Die entstehende weltgrößte Freihandelszone gilt als Gegenentwurf zum gescheiterten Transpazifischen Abkommen TPP.
Die Verträge zur Gründung der weltgrößten Freihandelszone, Regional Comprehensive Economic Partnership (RCEP), wurden am 15. November 2020 unterzeichnet. Es entsteht langfristig ein Wirtschaftsraum mit 2,2 Milliarden Einwohnern (zum Vergleich: EU ohne Vereinigtes Königreich 447 Millionen). Folgende Staaten sind am RCEP beteiligt: Die 10 ASEAN–Staaten Brunei-Darussalam, Kambodscha, Indonesien, Laos, Malaysia, Myanmar, Philippinen, Singapur, Thailand, und Vietnam sowie Australien, China, Japan, Neuseeland und Südkorea. Indien, das ursprünglich ebenfalls teilnehmen wollte, hat sich gegen das Abkommen entschieden.
Neben dem Abbau der Zölle enthält das Abkommen unter anderem Bestimmungen zu Handelserleichterungen, sanitären und pflanzenschutzrechtlichen Bestimmungen, technischen Standards, Handelsschutzinstrumenten, Dienstleistungen, Personenverkehr, Investitionen, Schutz geistigen Eigentums, E-Commerce, Wettbewerbsregeln und öffentlichem Auftragswesen.
Wichtig zu wissen ist, dass die Vertragsparteien schon jetzt zahlreiche ältere Freihandelsabkommen (FHA) untereinander haben und aus diesem Grund zwischen diesen Staaten keine dramatischen Entwicklungen zu erwarten sind. Als Beispiele seien die Abkommen der ASEAN-Staaten untereinander, oder das FHA zwischen China und den ASEAN-Staaten (seit 2005) genannt. Zwischen China und Neuseeland ist ein FHA seit 2008 und zwischen China und Australien seit 2015 in Kraft.
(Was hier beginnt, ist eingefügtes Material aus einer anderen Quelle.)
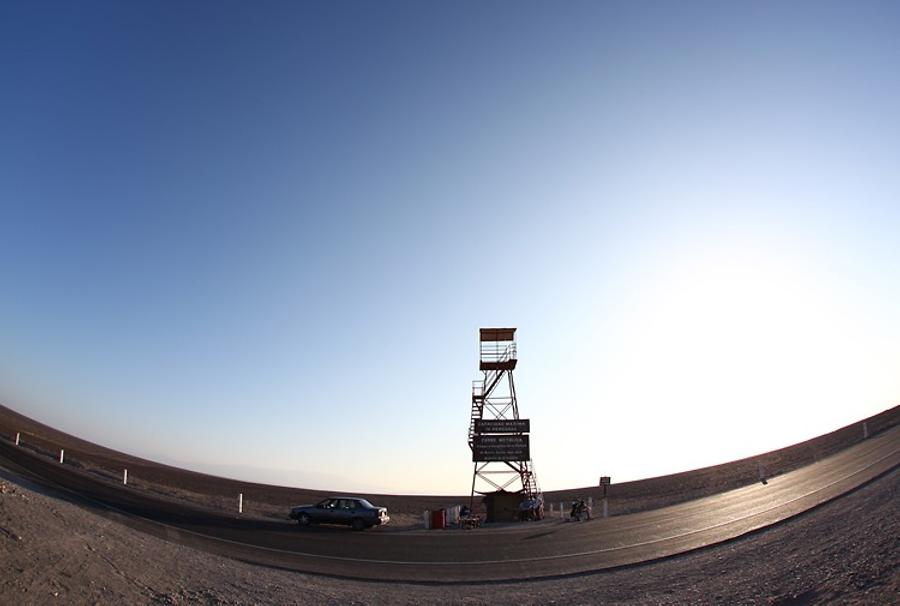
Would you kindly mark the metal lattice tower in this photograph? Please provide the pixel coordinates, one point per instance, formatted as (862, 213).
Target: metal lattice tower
(500, 446)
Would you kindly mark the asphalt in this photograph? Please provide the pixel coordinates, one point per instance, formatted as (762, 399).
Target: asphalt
(549, 548)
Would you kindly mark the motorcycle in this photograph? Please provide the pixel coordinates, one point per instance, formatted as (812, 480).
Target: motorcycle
(580, 511)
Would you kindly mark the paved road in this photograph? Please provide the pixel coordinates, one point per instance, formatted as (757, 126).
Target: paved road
(526, 551)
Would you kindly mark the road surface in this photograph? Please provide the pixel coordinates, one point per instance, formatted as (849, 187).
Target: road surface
(523, 551)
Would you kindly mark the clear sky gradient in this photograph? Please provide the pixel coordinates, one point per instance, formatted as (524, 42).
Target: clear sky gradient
(258, 238)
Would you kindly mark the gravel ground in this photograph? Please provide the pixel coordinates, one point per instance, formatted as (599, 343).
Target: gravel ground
(845, 552)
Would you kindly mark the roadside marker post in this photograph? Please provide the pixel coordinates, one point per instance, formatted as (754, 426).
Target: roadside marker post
(605, 481)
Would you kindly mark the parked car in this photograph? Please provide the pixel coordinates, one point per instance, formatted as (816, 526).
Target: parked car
(353, 511)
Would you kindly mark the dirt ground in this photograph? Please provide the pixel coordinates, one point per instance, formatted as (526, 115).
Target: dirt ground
(845, 552)
(265, 501)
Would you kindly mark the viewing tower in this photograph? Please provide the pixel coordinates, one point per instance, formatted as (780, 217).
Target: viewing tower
(498, 438)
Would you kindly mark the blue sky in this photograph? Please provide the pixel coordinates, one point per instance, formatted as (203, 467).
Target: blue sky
(244, 237)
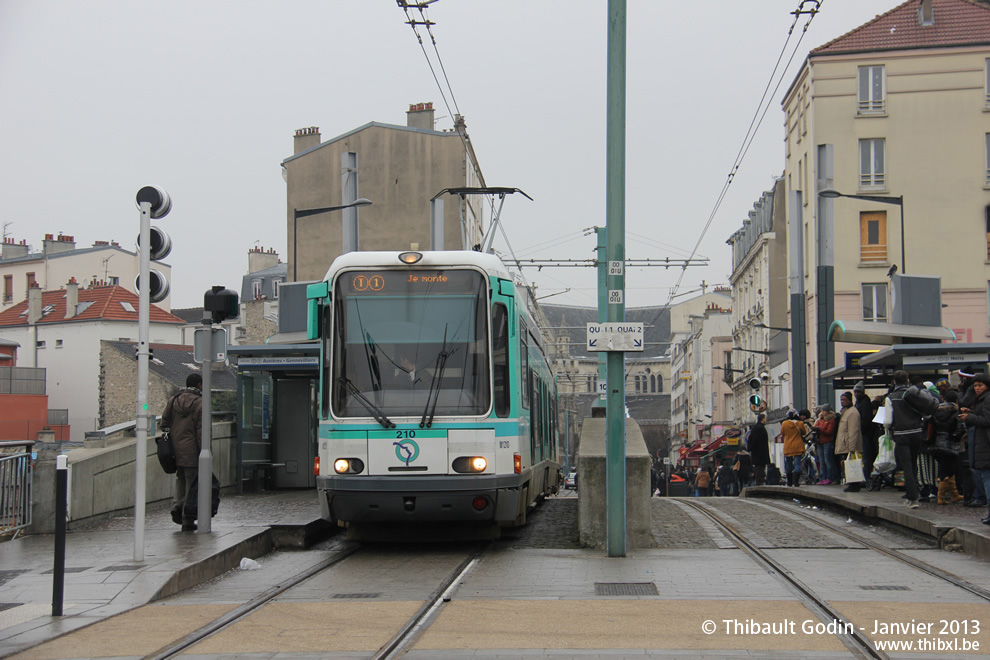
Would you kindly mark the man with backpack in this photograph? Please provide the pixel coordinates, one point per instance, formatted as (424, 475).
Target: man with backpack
(183, 417)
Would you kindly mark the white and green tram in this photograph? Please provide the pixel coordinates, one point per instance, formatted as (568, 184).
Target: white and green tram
(437, 400)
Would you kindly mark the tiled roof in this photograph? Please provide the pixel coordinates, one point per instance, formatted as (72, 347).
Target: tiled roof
(957, 23)
(174, 362)
(103, 303)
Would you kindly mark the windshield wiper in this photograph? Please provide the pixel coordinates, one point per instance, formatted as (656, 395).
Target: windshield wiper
(379, 416)
(434, 396)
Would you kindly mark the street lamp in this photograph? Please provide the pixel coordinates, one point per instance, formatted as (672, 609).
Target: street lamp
(832, 193)
(305, 213)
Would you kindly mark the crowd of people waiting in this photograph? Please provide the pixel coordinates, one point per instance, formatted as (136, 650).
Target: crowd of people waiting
(936, 434)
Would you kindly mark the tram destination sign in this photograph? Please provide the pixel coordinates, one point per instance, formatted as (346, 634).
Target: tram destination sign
(615, 337)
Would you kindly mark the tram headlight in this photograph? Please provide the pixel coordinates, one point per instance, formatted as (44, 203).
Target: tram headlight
(348, 466)
(470, 464)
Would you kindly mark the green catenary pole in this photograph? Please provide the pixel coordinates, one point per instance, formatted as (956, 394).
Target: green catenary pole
(615, 202)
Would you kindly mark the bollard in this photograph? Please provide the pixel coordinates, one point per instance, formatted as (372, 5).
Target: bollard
(61, 513)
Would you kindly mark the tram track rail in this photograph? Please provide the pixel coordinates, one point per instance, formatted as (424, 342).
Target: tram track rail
(253, 605)
(923, 566)
(407, 634)
(857, 643)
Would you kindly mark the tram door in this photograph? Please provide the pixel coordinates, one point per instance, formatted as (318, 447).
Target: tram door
(295, 432)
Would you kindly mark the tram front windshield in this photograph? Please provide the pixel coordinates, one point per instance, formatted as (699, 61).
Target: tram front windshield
(410, 343)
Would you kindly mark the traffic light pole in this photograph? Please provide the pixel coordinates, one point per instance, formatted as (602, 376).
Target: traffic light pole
(615, 452)
(204, 502)
(141, 418)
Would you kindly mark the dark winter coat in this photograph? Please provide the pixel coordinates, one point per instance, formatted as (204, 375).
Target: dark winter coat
(979, 418)
(759, 444)
(910, 404)
(948, 431)
(183, 417)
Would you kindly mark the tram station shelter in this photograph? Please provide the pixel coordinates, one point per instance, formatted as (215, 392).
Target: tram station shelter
(276, 415)
(913, 348)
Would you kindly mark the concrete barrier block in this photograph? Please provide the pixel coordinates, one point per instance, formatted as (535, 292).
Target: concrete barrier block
(591, 486)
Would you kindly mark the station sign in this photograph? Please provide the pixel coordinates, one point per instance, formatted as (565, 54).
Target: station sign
(944, 359)
(615, 337)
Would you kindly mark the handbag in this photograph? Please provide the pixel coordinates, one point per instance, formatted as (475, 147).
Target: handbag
(166, 452)
(885, 461)
(854, 467)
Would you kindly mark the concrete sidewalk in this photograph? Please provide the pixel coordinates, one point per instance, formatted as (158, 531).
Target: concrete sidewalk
(953, 526)
(102, 579)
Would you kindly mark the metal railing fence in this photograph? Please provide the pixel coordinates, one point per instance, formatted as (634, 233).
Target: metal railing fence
(15, 488)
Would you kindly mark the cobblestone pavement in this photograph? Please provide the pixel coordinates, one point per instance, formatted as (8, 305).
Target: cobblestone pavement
(552, 525)
(674, 528)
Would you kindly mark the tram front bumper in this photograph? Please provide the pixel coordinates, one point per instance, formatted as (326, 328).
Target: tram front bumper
(357, 500)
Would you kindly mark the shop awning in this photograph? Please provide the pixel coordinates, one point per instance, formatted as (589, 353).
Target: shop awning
(869, 332)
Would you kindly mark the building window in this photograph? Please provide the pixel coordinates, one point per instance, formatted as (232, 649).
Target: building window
(872, 91)
(873, 236)
(872, 172)
(875, 302)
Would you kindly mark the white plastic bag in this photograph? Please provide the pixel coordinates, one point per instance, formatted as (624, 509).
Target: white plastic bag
(248, 564)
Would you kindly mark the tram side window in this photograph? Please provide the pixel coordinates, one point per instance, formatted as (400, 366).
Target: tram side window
(500, 359)
(325, 385)
(524, 363)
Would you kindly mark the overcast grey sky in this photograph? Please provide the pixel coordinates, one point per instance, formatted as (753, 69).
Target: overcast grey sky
(202, 98)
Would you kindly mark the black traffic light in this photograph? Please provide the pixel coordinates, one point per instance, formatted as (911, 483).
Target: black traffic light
(222, 303)
(160, 245)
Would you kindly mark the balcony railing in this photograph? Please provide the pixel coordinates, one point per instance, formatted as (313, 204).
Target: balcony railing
(22, 380)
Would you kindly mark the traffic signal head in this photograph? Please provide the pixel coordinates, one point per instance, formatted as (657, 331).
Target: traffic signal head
(159, 200)
(159, 244)
(222, 303)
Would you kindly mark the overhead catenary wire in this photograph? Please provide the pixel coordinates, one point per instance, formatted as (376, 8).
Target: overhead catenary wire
(756, 122)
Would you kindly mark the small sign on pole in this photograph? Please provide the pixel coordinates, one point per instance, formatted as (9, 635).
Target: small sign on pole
(615, 336)
(212, 342)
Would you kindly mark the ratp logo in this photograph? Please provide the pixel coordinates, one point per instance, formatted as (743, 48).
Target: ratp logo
(406, 451)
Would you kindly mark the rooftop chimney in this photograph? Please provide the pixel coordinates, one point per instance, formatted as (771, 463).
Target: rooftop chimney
(71, 298)
(34, 305)
(259, 259)
(53, 245)
(420, 115)
(306, 138)
(12, 250)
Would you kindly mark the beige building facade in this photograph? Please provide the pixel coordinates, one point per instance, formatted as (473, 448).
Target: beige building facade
(400, 169)
(899, 109)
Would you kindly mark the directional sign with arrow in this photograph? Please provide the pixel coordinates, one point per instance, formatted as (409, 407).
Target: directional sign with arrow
(615, 337)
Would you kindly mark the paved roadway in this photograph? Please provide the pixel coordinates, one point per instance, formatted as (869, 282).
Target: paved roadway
(535, 594)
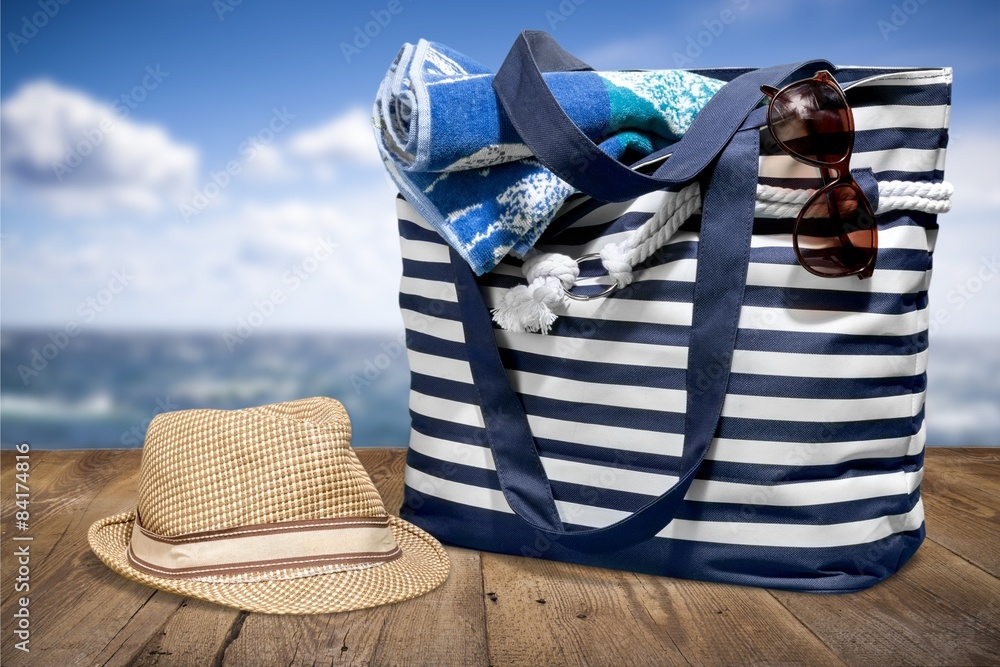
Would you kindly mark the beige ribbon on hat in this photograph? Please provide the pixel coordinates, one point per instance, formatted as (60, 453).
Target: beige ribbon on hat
(262, 548)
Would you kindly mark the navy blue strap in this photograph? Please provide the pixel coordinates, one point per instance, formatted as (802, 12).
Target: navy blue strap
(566, 151)
(723, 258)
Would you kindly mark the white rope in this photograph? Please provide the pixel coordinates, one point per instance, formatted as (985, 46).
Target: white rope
(531, 307)
(892, 196)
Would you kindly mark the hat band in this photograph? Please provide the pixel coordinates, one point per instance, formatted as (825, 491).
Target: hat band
(350, 542)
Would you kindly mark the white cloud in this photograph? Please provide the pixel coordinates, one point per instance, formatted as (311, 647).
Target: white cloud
(344, 137)
(75, 155)
(209, 274)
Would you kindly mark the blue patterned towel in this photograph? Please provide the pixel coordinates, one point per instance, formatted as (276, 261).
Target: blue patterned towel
(453, 153)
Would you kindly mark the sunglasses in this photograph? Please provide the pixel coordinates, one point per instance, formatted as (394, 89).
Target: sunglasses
(835, 234)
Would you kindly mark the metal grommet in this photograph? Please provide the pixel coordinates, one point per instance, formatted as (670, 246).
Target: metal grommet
(587, 297)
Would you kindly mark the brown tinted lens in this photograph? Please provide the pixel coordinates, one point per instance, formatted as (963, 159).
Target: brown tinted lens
(835, 234)
(812, 120)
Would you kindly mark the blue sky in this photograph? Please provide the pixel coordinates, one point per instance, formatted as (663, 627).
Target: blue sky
(210, 75)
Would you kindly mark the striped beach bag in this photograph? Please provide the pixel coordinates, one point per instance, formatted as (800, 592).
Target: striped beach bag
(722, 414)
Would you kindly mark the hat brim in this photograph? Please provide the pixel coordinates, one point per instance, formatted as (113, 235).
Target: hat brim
(422, 567)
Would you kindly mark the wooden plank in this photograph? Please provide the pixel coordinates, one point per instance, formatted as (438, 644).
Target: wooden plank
(937, 610)
(78, 606)
(541, 612)
(71, 483)
(962, 511)
(386, 466)
(195, 633)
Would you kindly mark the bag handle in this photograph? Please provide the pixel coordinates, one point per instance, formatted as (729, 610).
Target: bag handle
(566, 151)
(723, 258)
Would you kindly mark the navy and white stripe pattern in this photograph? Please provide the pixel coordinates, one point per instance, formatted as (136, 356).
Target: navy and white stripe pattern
(813, 479)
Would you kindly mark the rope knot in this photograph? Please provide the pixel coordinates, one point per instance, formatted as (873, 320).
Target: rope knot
(616, 263)
(551, 264)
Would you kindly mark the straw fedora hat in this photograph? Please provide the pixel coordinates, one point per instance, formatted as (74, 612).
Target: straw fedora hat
(268, 510)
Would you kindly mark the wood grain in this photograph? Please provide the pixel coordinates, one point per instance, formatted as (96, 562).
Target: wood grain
(937, 610)
(943, 608)
(543, 613)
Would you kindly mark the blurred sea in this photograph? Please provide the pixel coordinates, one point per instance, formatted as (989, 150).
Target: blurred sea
(102, 389)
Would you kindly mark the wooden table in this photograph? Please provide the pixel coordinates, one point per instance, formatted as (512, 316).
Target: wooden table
(942, 608)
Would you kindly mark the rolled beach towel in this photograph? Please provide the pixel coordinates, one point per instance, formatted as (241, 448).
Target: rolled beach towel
(450, 148)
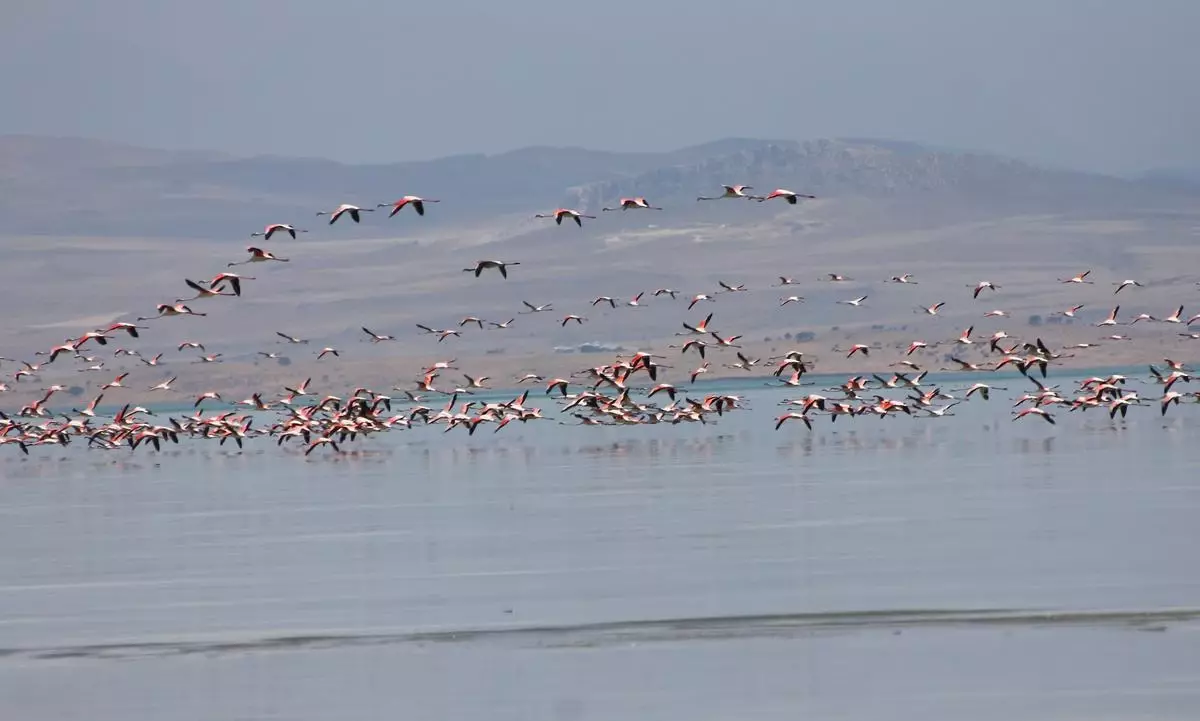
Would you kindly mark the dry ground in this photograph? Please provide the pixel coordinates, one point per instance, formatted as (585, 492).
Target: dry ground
(55, 288)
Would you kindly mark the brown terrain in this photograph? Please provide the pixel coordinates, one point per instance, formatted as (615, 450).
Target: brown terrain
(96, 233)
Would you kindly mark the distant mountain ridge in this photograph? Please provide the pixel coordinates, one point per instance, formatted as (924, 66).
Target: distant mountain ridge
(70, 186)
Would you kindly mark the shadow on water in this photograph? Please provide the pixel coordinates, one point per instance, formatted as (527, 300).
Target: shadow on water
(640, 631)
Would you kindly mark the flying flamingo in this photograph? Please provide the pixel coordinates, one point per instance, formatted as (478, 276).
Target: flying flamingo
(631, 204)
(731, 191)
(267, 233)
(258, 256)
(790, 196)
(565, 212)
(501, 265)
(346, 209)
(417, 202)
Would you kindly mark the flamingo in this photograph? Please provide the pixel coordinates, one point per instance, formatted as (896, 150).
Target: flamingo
(1111, 319)
(501, 265)
(1080, 278)
(377, 337)
(631, 204)
(417, 202)
(165, 311)
(346, 209)
(983, 284)
(790, 196)
(565, 212)
(731, 191)
(268, 232)
(257, 256)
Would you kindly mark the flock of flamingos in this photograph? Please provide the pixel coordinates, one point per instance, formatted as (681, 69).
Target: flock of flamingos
(630, 390)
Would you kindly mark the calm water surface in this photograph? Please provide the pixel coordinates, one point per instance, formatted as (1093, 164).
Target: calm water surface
(953, 568)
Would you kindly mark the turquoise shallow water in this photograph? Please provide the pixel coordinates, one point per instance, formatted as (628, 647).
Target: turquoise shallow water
(953, 568)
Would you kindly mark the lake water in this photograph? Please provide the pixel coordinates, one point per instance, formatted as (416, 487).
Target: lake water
(959, 568)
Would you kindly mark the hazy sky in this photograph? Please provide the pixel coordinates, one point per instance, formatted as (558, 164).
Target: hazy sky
(1098, 84)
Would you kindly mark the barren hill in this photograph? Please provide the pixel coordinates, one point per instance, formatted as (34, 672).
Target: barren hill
(97, 233)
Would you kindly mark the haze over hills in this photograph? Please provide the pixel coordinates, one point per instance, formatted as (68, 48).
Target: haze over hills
(97, 232)
(65, 186)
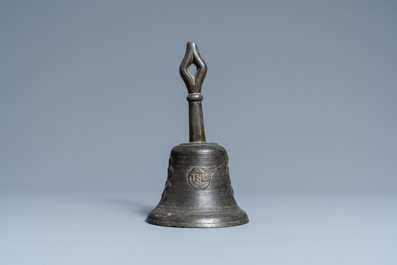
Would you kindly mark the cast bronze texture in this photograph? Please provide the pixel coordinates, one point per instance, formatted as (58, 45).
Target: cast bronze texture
(198, 191)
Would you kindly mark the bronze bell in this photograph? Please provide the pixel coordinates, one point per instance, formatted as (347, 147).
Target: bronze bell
(198, 191)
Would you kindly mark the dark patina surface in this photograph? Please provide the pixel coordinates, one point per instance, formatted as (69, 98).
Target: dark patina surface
(198, 191)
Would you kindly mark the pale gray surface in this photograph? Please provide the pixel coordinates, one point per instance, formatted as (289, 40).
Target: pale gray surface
(302, 94)
(286, 228)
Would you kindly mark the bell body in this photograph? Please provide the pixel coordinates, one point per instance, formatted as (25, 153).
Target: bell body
(198, 191)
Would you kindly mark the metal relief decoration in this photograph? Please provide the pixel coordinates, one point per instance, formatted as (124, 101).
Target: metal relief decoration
(198, 190)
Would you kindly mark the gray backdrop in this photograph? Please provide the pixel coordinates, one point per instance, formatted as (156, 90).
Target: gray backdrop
(302, 94)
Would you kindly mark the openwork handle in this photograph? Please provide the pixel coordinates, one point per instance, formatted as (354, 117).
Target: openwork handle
(193, 85)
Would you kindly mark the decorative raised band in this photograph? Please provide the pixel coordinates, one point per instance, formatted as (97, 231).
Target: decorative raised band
(194, 97)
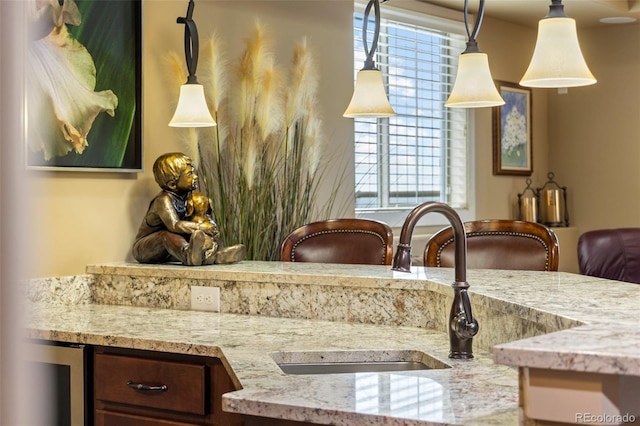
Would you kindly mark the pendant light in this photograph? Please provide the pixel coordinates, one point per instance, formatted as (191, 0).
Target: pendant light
(192, 109)
(369, 98)
(557, 59)
(474, 86)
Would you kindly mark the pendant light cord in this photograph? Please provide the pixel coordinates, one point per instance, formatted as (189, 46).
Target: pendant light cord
(369, 63)
(191, 43)
(472, 43)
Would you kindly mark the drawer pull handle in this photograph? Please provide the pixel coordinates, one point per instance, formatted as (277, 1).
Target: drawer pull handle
(143, 387)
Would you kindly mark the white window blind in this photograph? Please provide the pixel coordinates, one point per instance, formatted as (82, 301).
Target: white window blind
(420, 154)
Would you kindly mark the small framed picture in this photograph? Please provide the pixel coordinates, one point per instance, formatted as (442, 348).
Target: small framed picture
(512, 142)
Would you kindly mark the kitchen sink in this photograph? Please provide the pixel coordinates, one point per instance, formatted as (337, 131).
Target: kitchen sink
(361, 361)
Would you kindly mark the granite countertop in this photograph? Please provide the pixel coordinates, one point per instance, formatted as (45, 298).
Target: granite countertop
(473, 392)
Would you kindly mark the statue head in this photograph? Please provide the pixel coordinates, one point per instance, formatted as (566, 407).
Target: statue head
(169, 168)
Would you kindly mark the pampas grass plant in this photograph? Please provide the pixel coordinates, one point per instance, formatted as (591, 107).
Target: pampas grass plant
(260, 164)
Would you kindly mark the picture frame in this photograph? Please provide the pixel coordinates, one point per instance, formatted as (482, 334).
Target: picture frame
(512, 131)
(64, 132)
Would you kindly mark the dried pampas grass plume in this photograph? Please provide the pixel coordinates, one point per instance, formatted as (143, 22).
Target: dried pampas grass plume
(303, 82)
(260, 165)
(177, 75)
(213, 77)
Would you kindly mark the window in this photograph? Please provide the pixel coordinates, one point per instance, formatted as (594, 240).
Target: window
(420, 154)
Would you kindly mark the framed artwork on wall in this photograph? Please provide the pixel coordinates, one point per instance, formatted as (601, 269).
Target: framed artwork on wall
(84, 87)
(512, 141)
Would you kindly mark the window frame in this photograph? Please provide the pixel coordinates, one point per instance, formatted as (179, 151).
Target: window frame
(438, 18)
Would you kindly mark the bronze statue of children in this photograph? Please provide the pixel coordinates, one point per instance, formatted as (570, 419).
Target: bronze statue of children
(166, 233)
(199, 211)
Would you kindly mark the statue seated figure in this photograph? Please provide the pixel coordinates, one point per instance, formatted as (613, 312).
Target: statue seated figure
(178, 226)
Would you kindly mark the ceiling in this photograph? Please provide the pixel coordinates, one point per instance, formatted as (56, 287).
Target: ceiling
(587, 13)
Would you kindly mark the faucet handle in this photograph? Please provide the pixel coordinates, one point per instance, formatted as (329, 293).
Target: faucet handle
(402, 259)
(463, 328)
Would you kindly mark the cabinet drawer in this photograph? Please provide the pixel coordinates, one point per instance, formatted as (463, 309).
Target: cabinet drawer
(185, 383)
(106, 418)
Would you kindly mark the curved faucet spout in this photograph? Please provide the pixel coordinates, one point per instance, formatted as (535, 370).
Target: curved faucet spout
(462, 325)
(402, 260)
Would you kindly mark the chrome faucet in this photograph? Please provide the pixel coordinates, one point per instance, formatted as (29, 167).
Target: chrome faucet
(462, 325)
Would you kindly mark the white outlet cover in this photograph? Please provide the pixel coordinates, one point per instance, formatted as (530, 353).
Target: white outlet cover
(205, 298)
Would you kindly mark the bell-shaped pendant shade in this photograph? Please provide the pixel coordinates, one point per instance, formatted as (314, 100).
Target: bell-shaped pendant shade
(192, 110)
(474, 87)
(369, 98)
(557, 59)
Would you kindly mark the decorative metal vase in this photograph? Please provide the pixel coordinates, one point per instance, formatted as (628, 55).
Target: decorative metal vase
(553, 203)
(528, 204)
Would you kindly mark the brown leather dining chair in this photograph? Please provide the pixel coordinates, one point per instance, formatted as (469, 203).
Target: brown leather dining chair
(610, 253)
(498, 244)
(351, 241)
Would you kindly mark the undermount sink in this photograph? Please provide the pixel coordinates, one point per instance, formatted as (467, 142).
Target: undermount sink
(362, 361)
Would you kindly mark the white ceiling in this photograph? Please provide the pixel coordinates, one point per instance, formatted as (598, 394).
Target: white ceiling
(587, 13)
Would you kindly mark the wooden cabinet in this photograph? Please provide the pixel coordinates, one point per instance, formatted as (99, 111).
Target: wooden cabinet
(144, 388)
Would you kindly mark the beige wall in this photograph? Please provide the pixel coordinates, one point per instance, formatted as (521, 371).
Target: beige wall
(594, 138)
(93, 217)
Eine erste, grobe Analyse des sehr umfangreichen Abkommens hat ergeben, dass der Abbau der Zölle nur sehr langsam über lange Zeiträume von meist 10 oder 20 Jahren erfolgt, in Einzelfällen bis 35 Jahre. Viele Waren sind auch ganz vom Zollabbau ausgenommen. Die heimischen Hersteller sollen also nur sehr behutsam erhöhtem Konkurrenzdruck ausgesetzt werden.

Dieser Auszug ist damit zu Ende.